Our Lady of the Artilects
More than any other genre, sci-fi seems built to spawn new literary movements. From its metaphysical beginnings in HG Wells, Mary Shelley, and Jules Verne, it blossomed into the pulp era of the early 20th century and ultimately the “new wave” of writers like Frank Herbert, Roger Zelazny, Harlan Ellison, and Ursula Le Guin.
Now, readers can spend a lifetime in a single subgenre, whether it be space opera, time travel, utopian, dystopian, apocalyptic, post-apocalyptic, steampunk, cyberpunk, or the “hope-punk” work of contemporary authors like Becky Chambers.
But the most exciting new development in the field may the wave of “incensepunk” novels by writers like Andrew Gillsmith, Yuval Kordov, Lina Rather, and Neal Stephenson. Its roots go back to classics like Dan Simmons’ Hyperion and Walter Miller’s A Canticle for Liebowitz.
What is incensepunk?
According to incensepunk.com, “incensepunk is, at its core, a genre of longing…it tries to envision what the world would look like if faith and society adapted around each other.” Think of Byzantine or Gothic architectural styles expressed as skyscrapers or new cities, thousand-meter high minarets, holographic artwork adorning sacred temples, technology-enabled meditation techniques. Beyond mere aesthetics, it treats faith–and doubt–as key elements of the human experience. In other words, the important questions that underlie all faiths are not ignored or treated as mere background scenery, but are brought to the fore, both in terms of plot and character development. It is not, the manifesto stresses, a medium for cheap evangelization or pat answers. Characters in incensepunk novels may belong to any faith–or to no faith at all–but they are first and foremost three-dimensional human beings trying to make sense of the universe and their place in it.

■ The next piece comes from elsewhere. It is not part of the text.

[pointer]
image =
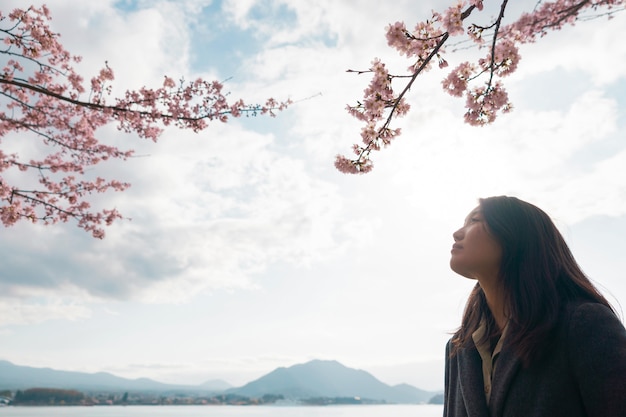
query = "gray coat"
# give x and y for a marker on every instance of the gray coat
(584, 375)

“I think, in some ways, that incensepunk is the most natural and predictable literary response to the sense-making crisis of the modern world,” says Andrew Gillsmith, author of Our Lady of the Artilects. “As the pace of technological scientific development continues to accelerate, the questions that science and technology cannot answer inevitably become more important: does life have a purpose? If so, what is it? What is consciousness and where does it come from? Some of the best scientific minds in the world today have pointed out that, at the quantum level, there is no 'there' there. Local reality simply ceases to have any meaning whatsoever. Others propose–seriously and credibly–that we live in a kind of holographic universe or simulation. But whose simulation? Neuroscience, for all of its impressive advances, has not and will likely never solve the 'hard problem of consciousness,' meaning how does a brain generate a mind, which leads some to question whether we have the question backwards: is it possible that it is the mind that generates the brain instead? If so, whose mind? How can anyone hope to make sense of a world where these questions are unanswered?”
Our Lady of the Artilects
Gillsmith believes that we are in the early stages of a complete breakdown of Enlightenment-era materialism. “You have quantum neuroscientists like Donald Hoffman and philosophers like Bernardo Kastrup saying that spacetime itself is a kind of ‘headset,’ an almost trivial aspect of a much broader reality.”
In both Our Lady of the Artilects and its sequel, A Cloud of Unknowing, characters range from devout Muslims to Catholic priests to agnostic astronomers and transhuman atheists. There are no straw-men to be found. Each point of view is taken seriously, and every character struggles with doubt. Perhaps this is why the book has been so highly rated, with hundreds of five-star reviews and praise from established sci-fi authors like Ray Nayler.
“Doubt is, to me, a lot more interesting than certainty,” explains Gillsmith. “I’m not sure that human beings are meant for certainty.”
And yet that need for certainty seems to be deeply embedded into what it means to be human. “I am, like Gene Wolfe, a Roman Catholic,” says Gillsmith, “which tells you both more and less about me than you might think. If pressed, I would say that there is some level of absolute truth, though I suspect it is unknowable for us. That, to me, has always been the real meaning of the story of Christ walking on water. He is the Logos–the eternal word made flesh. In the ancient Near East, water always represented chaos, danger. Only the Logos can make a path over water, and only by focusing our entire being on the Logos can we, like the fisherman Peter, hope to do the same.”